Events have demonstrated that at the heart of the conflict within the Church are two models of what a Church should be. The budding model of a renewed Church – which is not an exclusively Nicaraguan phenomenon but one which is worldwide, with particular importance in Latin America – confronts the model of the traditional mainstream Church, which for many years was supported by a very simple popular religiosity. Some of the leaders of this mainstream Church now wish to activate that religiosity in opposition to the new government. The conflict is between an emerging sector of the Church and the traditional Church, which fears losing its social position. Because these new Church sectors are emerging in an atmosphere of conflict, it will be difficult for them to achieve the type of synthesis with traditional sectors that occurred in some other countries. This can help to explain the extreme rigidity on the part of the old, as well as the groping and weakness on the part of the new. The present situation is a challenge to both the traditional and renewed sectors of the Church, as it is to a revolutionary government that lacks experience in dealing with a subject as complex as that of religion.

Two Clarifications

Any chronology of the conflicts between the hierarchy and the state, and within the Church itself, demonstrates that it is difficult to draw the boundaries between these two types of conflict. Two clarifications are needed before beginning the chronology:

1. Managua sets the example. Most of the events presented here center around the diocese of Managua and the figure of its Archbishop. Many religious observers have come to say that the Archdiocese has implemented a “pastoral strategy of conflict,” seeking to create permanent tensions with the government and with the progressive sector of the Church. Nicaragua’s other seven dioceses have been affected both by national conflicts and by those peculiar to Managua. We will not focus upon these other dioceses, where the polarization is not as intense as in Managua and where conflicts have special characteristics. The Catholic Church in the Atlantic Coast region in particular has always been and remains a special case, owing to its traditional coexistence with the Moravian Church, the different ethnic composition of the Atlantic Coast population, and the current military sensitivity of the region. Thus we have omitted from this chronology events connected with the Catholic Church in Bluefields (North and South Zelaya) in the hope of devoting a special study to this topic at a later time.

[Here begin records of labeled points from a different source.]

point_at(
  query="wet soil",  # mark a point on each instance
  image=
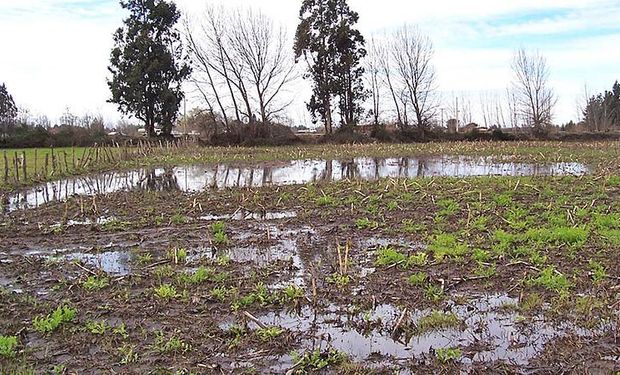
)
(304, 259)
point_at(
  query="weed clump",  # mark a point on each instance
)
(49, 323)
(8, 344)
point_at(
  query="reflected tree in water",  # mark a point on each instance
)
(166, 181)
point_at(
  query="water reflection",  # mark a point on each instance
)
(197, 178)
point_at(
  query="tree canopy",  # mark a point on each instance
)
(148, 65)
(8, 109)
(327, 39)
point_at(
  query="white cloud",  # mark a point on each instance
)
(56, 53)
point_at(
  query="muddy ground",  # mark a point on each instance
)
(435, 275)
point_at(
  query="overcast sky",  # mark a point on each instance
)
(55, 52)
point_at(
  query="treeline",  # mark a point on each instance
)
(602, 111)
(245, 71)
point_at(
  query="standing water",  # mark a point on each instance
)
(196, 178)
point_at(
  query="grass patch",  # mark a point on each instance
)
(49, 323)
(8, 346)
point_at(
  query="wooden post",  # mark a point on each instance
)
(36, 164)
(6, 167)
(47, 162)
(24, 166)
(53, 162)
(16, 166)
(66, 164)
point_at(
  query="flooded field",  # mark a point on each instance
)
(197, 178)
(495, 271)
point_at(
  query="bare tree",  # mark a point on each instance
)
(241, 63)
(535, 99)
(412, 54)
(267, 64)
(372, 68)
(386, 68)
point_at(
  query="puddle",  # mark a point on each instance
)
(247, 215)
(115, 263)
(198, 178)
(497, 335)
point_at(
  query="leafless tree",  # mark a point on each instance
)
(535, 99)
(387, 70)
(372, 68)
(241, 63)
(412, 54)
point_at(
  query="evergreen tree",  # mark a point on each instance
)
(8, 109)
(603, 110)
(147, 64)
(333, 49)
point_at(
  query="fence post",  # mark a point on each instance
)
(47, 163)
(53, 162)
(64, 153)
(36, 164)
(16, 165)
(6, 167)
(24, 166)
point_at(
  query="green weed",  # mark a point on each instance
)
(598, 272)
(128, 354)
(387, 256)
(551, 280)
(269, 333)
(445, 355)
(166, 292)
(94, 283)
(173, 344)
(8, 346)
(316, 360)
(365, 223)
(292, 293)
(97, 328)
(418, 279)
(447, 246)
(49, 323)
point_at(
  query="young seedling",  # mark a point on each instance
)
(166, 292)
(174, 344)
(8, 346)
(269, 333)
(445, 355)
(218, 230)
(292, 293)
(97, 328)
(95, 283)
(316, 360)
(128, 354)
(418, 279)
(177, 256)
(49, 323)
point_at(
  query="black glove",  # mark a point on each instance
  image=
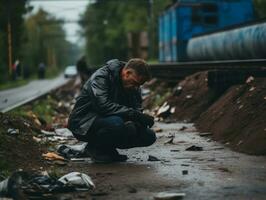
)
(144, 119)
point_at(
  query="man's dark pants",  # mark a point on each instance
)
(113, 132)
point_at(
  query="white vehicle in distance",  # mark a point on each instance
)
(71, 71)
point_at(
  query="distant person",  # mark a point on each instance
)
(14, 71)
(108, 113)
(83, 70)
(41, 70)
(26, 71)
(18, 68)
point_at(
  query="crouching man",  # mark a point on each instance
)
(107, 114)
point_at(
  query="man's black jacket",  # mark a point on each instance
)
(102, 95)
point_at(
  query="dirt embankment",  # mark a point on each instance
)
(18, 149)
(236, 116)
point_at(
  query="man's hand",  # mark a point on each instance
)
(142, 118)
(146, 119)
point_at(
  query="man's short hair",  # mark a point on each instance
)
(140, 66)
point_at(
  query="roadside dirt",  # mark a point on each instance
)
(235, 117)
(18, 150)
(215, 172)
(238, 118)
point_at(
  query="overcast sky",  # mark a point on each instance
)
(68, 10)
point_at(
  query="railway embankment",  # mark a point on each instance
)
(235, 116)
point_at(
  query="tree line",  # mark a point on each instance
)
(31, 39)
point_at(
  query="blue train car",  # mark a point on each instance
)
(188, 18)
(242, 43)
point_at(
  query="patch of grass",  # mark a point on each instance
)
(13, 84)
(51, 73)
(4, 166)
(42, 108)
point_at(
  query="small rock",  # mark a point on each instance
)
(205, 134)
(13, 131)
(251, 89)
(157, 130)
(132, 190)
(174, 150)
(169, 196)
(194, 148)
(185, 172)
(183, 128)
(170, 141)
(153, 158)
(250, 79)
(188, 96)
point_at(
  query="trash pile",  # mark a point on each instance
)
(24, 185)
(215, 112)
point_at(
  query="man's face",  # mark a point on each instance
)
(131, 80)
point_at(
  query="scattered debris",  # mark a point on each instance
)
(157, 130)
(77, 179)
(153, 158)
(165, 111)
(185, 172)
(204, 134)
(170, 141)
(13, 131)
(132, 190)
(223, 169)
(25, 185)
(194, 148)
(252, 89)
(169, 196)
(174, 150)
(52, 156)
(250, 79)
(183, 128)
(189, 96)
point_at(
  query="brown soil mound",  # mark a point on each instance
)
(191, 97)
(238, 118)
(18, 150)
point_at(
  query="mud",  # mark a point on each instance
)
(214, 173)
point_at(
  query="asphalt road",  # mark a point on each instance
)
(216, 172)
(18, 96)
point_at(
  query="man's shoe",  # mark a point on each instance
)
(118, 157)
(107, 156)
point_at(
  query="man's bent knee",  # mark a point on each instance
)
(150, 137)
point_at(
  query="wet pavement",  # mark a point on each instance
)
(15, 97)
(213, 173)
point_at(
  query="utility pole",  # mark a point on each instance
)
(9, 35)
(150, 28)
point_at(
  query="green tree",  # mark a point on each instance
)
(11, 11)
(45, 41)
(260, 8)
(106, 24)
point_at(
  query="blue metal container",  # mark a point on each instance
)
(161, 39)
(241, 43)
(189, 18)
(167, 36)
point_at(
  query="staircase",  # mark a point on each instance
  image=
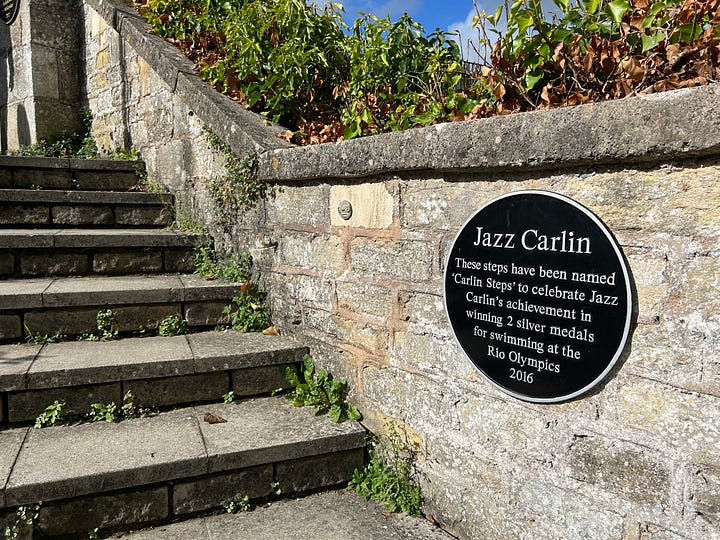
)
(75, 240)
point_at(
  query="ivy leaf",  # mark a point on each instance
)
(335, 413)
(533, 77)
(353, 413)
(651, 41)
(616, 9)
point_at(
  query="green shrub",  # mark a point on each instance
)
(593, 50)
(248, 312)
(388, 478)
(173, 325)
(235, 268)
(319, 390)
(296, 64)
(53, 415)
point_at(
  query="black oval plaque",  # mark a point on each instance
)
(9, 10)
(538, 295)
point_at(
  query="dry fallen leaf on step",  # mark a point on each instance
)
(211, 418)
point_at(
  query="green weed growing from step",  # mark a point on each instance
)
(36, 338)
(388, 477)
(110, 412)
(26, 516)
(76, 145)
(239, 503)
(275, 488)
(235, 268)
(105, 320)
(248, 312)
(239, 187)
(319, 390)
(54, 414)
(184, 218)
(173, 325)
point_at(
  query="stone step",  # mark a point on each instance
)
(61, 173)
(54, 208)
(82, 252)
(331, 515)
(159, 371)
(69, 305)
(160, 468)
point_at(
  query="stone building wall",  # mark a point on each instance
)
(41, 96)
(636, 458)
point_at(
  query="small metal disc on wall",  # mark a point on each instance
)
(538, 295)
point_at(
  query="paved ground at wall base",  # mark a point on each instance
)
(335, 515)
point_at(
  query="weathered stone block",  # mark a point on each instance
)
(60, 264)
(365, 298)
(5, 178)
(298, 205)
(10, 327)
(7, 263)
(318, 471)
(663, 413)
(25, 406)
(155, 216)
(620, 468)
(306, 290)
(437, 204)
(177, 390)
(425, 313)
(705, 494)
(317, 252)
(128, 262)
(24, 215)
(407, 260)
(82, 215)
(212, 492)
(372, 205)
(78, 516)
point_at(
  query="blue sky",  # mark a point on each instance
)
(448, 15)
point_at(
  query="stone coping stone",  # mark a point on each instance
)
(71, 461)
(332, 515)
(110, 291)
(78, 363)
(69, 163)
(634, 129)
(56, 196)
(95, 238)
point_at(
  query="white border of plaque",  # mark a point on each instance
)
(470, 346)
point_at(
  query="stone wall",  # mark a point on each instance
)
(41, 97)
(636, 458)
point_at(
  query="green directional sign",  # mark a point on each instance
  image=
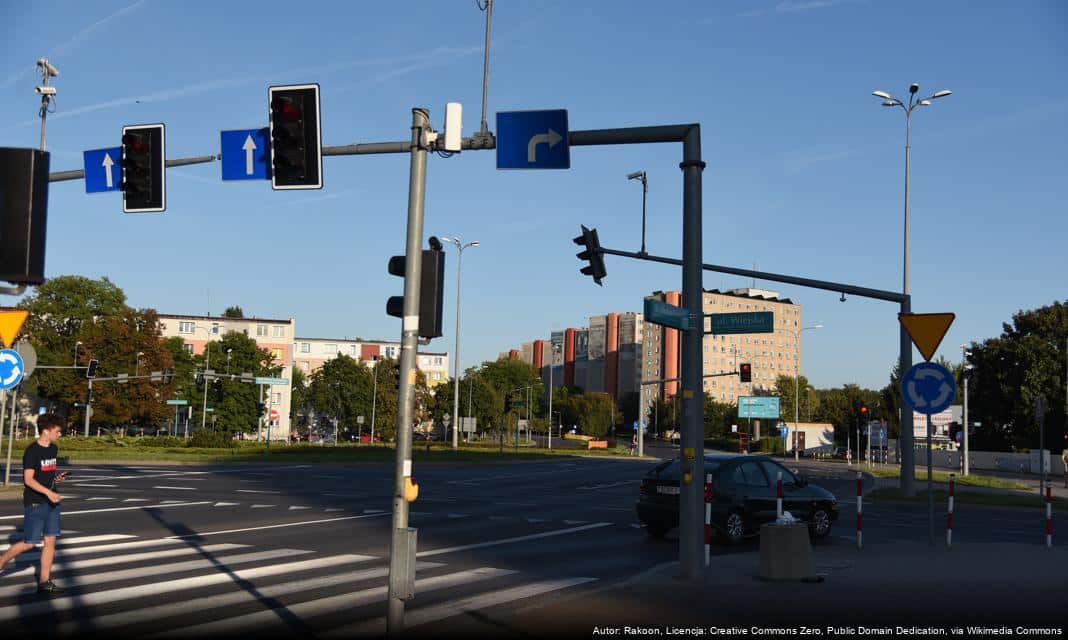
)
(669, 315)
(757, 322)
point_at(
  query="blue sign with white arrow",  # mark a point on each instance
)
(104, 170)
(11, 369)
(245, 154)
(533, 140)
(928, 388)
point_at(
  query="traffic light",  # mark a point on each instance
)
(296, 152)
(592, 253)
(432, 290)
(144, 170)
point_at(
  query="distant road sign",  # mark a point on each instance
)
(759, 322)
(661, 313)
(928, 388)
(104, 170)
(245, 154)
(533, 140)
(12, 369)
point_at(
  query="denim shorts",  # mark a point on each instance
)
(41, 520)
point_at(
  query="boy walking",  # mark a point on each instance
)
(41, 502)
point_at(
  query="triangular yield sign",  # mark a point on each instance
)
(11, 322)
(926, 329)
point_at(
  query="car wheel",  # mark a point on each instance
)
(819, 523)
(656, 530)
(734, 528)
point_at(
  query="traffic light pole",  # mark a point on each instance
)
(402, 556)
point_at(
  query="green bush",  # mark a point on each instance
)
(210, 439)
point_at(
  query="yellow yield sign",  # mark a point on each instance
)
(926, 329)
(11, 322)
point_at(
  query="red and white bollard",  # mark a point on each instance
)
(1049, 514)
(860, 510)
(948, 515)
(708, 516)
(779, 497)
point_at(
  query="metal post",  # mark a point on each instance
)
(456, 365)
(930, 487)
(89, 405)
(409, 343)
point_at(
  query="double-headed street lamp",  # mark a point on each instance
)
(456, 362)
(797, 383)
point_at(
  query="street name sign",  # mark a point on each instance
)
(11, 323)
(245, 154)
(11, 369)
(928, 388)
(926, 329)
(758, 322)
(104, 170)
(668, 315)
(758, 406)
(533, 140)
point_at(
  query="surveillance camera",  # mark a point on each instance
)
(47, 67)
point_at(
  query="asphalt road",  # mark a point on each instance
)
(216, 550)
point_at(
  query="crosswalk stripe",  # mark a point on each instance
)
(101, 597)
(484, 601)
(336, 603)
(125, 559)
(230, 599)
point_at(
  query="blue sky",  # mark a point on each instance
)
(805, 170)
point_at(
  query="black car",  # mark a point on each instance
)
(742, 497)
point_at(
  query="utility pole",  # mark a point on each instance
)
(402, 549)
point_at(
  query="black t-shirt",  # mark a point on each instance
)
(42, 459)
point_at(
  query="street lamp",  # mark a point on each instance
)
(640, 175)
(797, 381)
(456, 363)
(906, 341)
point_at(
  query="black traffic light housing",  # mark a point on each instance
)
(144, 169)
(296, 147)
(592, 253)
(432, 290)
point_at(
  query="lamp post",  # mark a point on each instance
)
(797, 381)
(908, 461)
(456, 364)
(640, 175)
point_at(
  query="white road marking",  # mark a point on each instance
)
(507, 541)
(189, 608)
(138, 591)
(282, 526)
(128, 558)
(474, 603)
(329, 605)
(220, 564)
(162, 505)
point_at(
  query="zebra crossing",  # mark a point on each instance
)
(187, 587)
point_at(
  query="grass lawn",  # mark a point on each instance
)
(1027, 501)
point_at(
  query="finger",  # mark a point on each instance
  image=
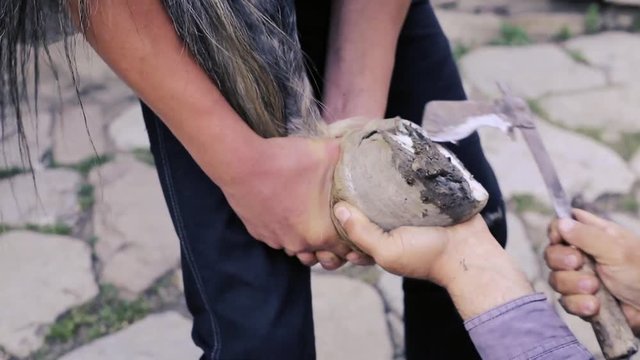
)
(553, 233)
(580, 305)
(562, 257)
(366, 235)
(333, 150)
(589, 238)
(340, 249)
(329, 260)
(590, 219)
(633, 317)
(573, 282)
(360, 259)
(307, 258)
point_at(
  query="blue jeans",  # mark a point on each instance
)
(251, 302)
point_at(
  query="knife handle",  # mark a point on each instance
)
(610, 325)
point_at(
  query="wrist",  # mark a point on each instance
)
(483, 276)
(225, 148)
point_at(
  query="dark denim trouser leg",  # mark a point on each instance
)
(425, 71)
(248, 301)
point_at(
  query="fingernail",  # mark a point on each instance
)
(571, 261)
(585, 285)
(565, 225)
(342, 214)
(589, 307)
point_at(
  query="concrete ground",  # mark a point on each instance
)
(67, 253)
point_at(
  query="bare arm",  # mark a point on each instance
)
(362, 47)
(289, 176)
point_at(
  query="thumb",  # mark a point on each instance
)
(366, 235)
(633, 317)
(590, 239)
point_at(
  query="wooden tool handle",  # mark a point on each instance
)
(610, 325)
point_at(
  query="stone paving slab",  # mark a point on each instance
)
(349, 320)
(41, 276)
(469, 29)
(618, 109)
(162, 336)
(390, 286)
(531, 71)
(128, 130)
(616, 52)
(544, 26)
(38, 136)
(520, 249)
(55, 200)
(582, 330)
(72, 143)
(136, 242)
(584, 165)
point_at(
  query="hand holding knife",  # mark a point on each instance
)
(454, 120)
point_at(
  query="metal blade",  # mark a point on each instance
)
(559, 198)
(455, 120)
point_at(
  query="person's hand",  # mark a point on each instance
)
(284, 200)
(616, 252)
(465, 259)
(419, 252)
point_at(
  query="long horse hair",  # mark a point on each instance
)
(249, 48)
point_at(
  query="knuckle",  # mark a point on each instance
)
(553, 281)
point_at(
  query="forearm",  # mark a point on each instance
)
(137, 39)
(484, 276)
(362, 47)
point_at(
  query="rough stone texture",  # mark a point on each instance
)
(132, 224)
(390, 286)
(92, 71)
(618, 109)
(37, 131)
(504, 6)
(54, 202)
(469, 29)
(396, 328)
(364, 336)
(520, 249)
(584, 166)
(543, 26)
(35, 267)
(531, 71)
(582, 330)
(616, 52)
(635, 163)
(162, 336)
(625, 2)
(71, 141)
(128, 131)
(536, 225)
(627, 221)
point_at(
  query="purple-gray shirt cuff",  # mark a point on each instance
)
(524, 328)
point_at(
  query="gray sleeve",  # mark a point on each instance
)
(525, 328)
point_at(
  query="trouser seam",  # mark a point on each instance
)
(179, 225)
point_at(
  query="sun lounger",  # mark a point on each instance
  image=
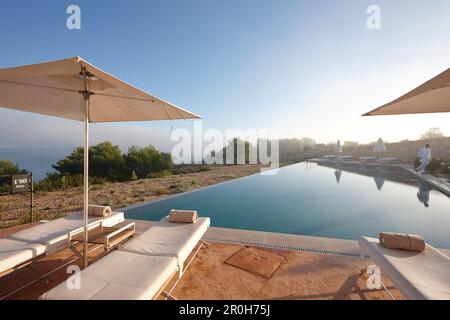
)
(141, 268)
(418, 275)
(119, 276)
(20, 247)
(14, 253)
(169, 239)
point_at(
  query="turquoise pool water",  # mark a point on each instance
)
(308, 199)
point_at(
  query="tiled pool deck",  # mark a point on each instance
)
(312, 268)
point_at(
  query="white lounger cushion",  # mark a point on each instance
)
(119, 276)
(14, 253)
(169, 239)
(54, 233)
(418, 275)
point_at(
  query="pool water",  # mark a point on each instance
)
(309, 199)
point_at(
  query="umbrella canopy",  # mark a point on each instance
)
(338, 147)
(431, 97)
(379, 147)
(54, 88)
(74, 89)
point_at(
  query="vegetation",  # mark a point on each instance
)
(107, 163)
(8, 167)
(433, 133)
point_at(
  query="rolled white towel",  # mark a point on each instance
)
(183, 216)
(99, 211)
(402, 241)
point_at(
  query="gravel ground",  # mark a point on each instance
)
(14, 209)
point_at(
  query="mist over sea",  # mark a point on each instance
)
(37, 160)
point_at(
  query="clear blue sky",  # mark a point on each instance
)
(308, 68)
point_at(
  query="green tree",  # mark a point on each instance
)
(7, 167)
(105, 161)
(147, 160)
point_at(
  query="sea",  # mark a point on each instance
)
(39, 161)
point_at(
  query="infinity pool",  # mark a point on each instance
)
(308, 199)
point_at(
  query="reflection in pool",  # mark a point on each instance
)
(308, 199)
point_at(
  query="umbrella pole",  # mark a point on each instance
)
(86, 183)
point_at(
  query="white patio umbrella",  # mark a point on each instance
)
(432, 96)
(74, 89)
(379, 147)
(338, 147)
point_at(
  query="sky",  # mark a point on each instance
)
(305, 68)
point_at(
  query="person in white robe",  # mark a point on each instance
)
(424, 157)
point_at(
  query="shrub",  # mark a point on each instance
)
(161, 191)
(8, 167)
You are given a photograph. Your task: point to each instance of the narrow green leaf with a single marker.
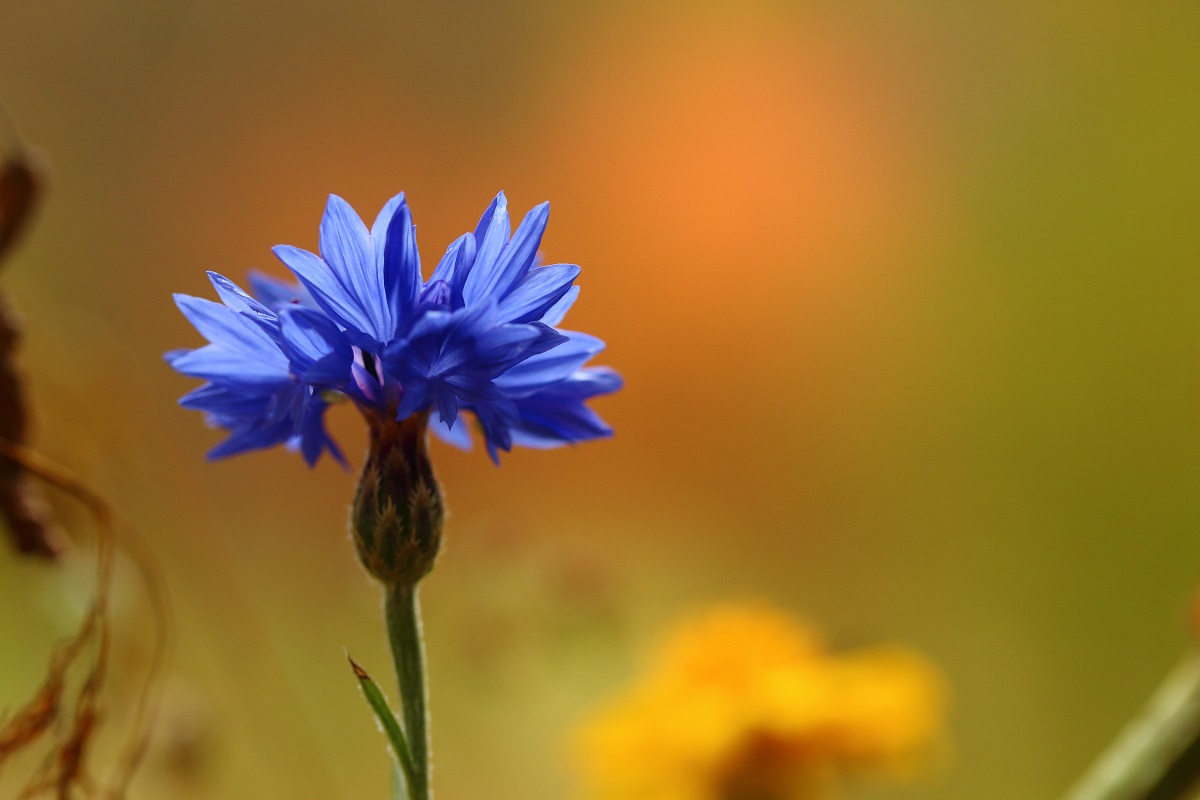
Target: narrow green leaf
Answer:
(405, 779)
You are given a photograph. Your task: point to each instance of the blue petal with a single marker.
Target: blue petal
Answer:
(277, 294)
(455, 265)
(347, 248)
(489, 247)
(310, 336)
(552, 366)
(329, 294)
(400, 264)
(457, 435)
(519, 256)
(538, 292)
(555, 314)
(226, 366)
(217, 323)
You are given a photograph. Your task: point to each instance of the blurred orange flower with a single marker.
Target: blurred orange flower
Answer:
(745, 704)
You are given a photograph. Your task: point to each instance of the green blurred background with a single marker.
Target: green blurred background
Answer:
(906, 296)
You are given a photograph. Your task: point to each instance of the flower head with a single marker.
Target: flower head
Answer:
(745, 704)
(479, 336)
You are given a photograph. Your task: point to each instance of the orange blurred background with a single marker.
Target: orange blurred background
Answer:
(906, 298)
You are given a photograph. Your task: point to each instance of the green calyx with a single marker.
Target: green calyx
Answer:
(397, 513)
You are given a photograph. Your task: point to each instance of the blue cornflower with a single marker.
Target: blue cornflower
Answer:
(479, 336)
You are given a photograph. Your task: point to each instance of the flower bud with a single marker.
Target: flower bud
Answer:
(397, 513)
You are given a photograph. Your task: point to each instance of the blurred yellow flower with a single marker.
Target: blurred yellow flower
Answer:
(745, 704)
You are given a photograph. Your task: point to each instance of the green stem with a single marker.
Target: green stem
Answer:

2. Although an estimated 13% of the Nicaraguan population belongs to evangelical churches, a figure that has quadrupled since 1979, the present chronology will deal only with the Catholic Church, which continues to be the largest and most socially influential Church. It is also the Church that has been involved in the majority of conflicts involving religion. Relations between the evangelical Churches and the revolutionary process, the different tendencies within the evangelical movement, and the proliferation of religious sects are topics that also require special study.